We’re not given the same rights as everyone else only because we are born in non-Western countries and our kids have parents who are born in non-Western countries
Muhammad Aslam, is Chairman of the Mjolnerparken Residents Association
Muhammad Aslam, who is Chairman of the Mjolnerparken Residents Association, told me: “My father arrived in the Sixties, when the Danish government invited a lot of people to work here.
“In 1975 the rest of the family came and for 40 years we lived in these apartments before we were forced out.
‘Ghetto areas’
“We’re not given the same rights as everyone else only because we are born in non-Western countries and our kids have parents who are born in non-Western countries.”
Lawyer Eddie Khawaja, who is representing over a dozen residents taking action at the European Court of Justice, said Mjonerparken residents have been targeted based on “how people look, what religion they are and their ethnicity”.
Eddie added: “The government talks about ghetto areas and ghetto inhabitants, which stigmatises them.”
But Minister Dybvad called the parallel societies policy “a great success”. “Some of the areas have really improved to a large degree,” he added.

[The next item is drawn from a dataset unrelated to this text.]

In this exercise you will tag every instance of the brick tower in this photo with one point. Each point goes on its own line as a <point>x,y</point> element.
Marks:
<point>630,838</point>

“We’ve seen a decline in crime. We’ve seen a large increase in people in these places who are working because you can only move there if you have a job or you’re a student.”
And he is also adamant that the widely labelled Jewellery Law is morally acceptable.

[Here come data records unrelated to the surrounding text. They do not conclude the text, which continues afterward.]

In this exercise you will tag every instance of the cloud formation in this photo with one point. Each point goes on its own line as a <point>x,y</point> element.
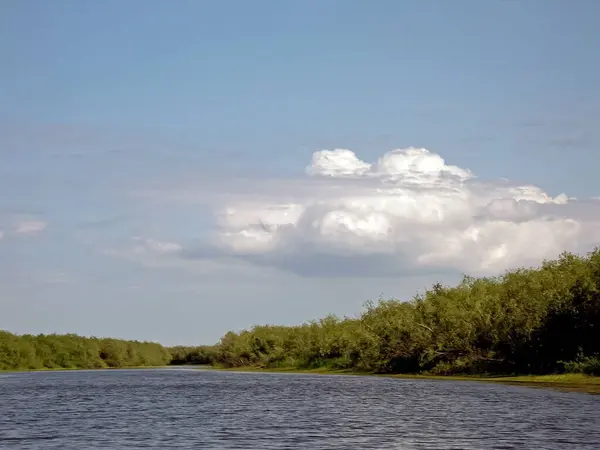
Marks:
<point>30,226</point>
<point>407,211</point>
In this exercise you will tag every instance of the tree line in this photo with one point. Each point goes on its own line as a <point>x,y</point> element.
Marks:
<point>69,351</point>
<point>526,321</point>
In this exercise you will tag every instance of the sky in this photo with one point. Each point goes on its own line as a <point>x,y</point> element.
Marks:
<point>170,171</point>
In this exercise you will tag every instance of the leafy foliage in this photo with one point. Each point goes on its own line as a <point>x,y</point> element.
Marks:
<point>526,321</point>
<point>75,352</point>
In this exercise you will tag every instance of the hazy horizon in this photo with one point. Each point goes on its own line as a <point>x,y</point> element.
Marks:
<point>172,172</point>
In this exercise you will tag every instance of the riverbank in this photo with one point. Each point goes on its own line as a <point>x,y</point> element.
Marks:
<point>563,382</point>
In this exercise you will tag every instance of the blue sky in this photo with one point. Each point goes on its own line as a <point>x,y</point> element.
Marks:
<point>168,170</point>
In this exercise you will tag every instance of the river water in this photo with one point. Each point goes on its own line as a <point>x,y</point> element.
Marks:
<point>199,409</point>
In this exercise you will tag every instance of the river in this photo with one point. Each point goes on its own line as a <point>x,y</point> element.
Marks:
<point>201,409</point>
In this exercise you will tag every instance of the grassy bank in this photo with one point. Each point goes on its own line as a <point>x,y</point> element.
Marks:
<point>564,382</point>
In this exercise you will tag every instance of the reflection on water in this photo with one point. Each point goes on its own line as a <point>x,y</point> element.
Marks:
<point>192,409</point>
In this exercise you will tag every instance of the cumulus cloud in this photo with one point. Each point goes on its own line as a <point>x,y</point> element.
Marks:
<point>29,226</point>
<point>407,211</point>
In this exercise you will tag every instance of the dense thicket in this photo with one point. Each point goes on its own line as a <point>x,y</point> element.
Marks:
<point>70,351</point>
<point>201,355</point>
<point>541,320</point>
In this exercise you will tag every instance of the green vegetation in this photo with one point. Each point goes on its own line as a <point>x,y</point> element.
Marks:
<point>536,321</point>
<point>70,351</point>
<point>201,355</point>
<point>542,320</point>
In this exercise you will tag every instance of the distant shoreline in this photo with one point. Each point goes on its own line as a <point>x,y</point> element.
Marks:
<point>563,382</point>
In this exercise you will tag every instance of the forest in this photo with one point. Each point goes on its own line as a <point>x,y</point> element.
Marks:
<point>70,351</point>
<point>527,321</point>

“Our system is based on the notion that if you have money then you should use it before you apply for public support,” he insisted.
“And that’s not only for foreigners, that’s also for people living in Denmark their whole life. There’s been no confiscation of jewellery in the nine years that this legislation has been in place. It’s fundamentally not about taking people’s valuables.
“But if you arrive here with, say, £10,000 in your hand, then I think it’s perfectly fair to tell people to use it first before they apply for money from public coffers.”
Some of the areas have really improved to a large degree
Minister Dybvad
Shabana Mahmood — seen by some as future PM material — did not include a Ghetto or Jewellery Law in her new Denmark-style policies.
Insisting that “illegal migration is tearing our country apart”, she did promise to make asylum temporary, initially for just 30 months.
Like in Denmark, applicants will be returned to their home countries if they become safe.
Those who arrive by dinghy or lorry will have to wait 20 years before they can apply for permanent residence.
And countries that refuse to take back failed applicants face visa bans for their nationals.
But will it be enough to see off Reform UK?
Respected commentator Christian Foldager, 37, from Danish newspaper Weekendavisen, warned: “There is a difference in the pull factor between the two countries.
“Britain is such a big society and you speak English, and no one in the world but us speaks Danish.
“So any migrant who wants to come to Europe to work will probably have Britain as their number one choice, simply because many know the language.”
But he believes that if Labour adopts much of the Danish asylum model, it will lead to a significant drop in numbers.
The question is will Labour — some of whose backbenchers are fiercely critical of the plan and have called it an attempt to “appease” angry voters — have the political will to see it through?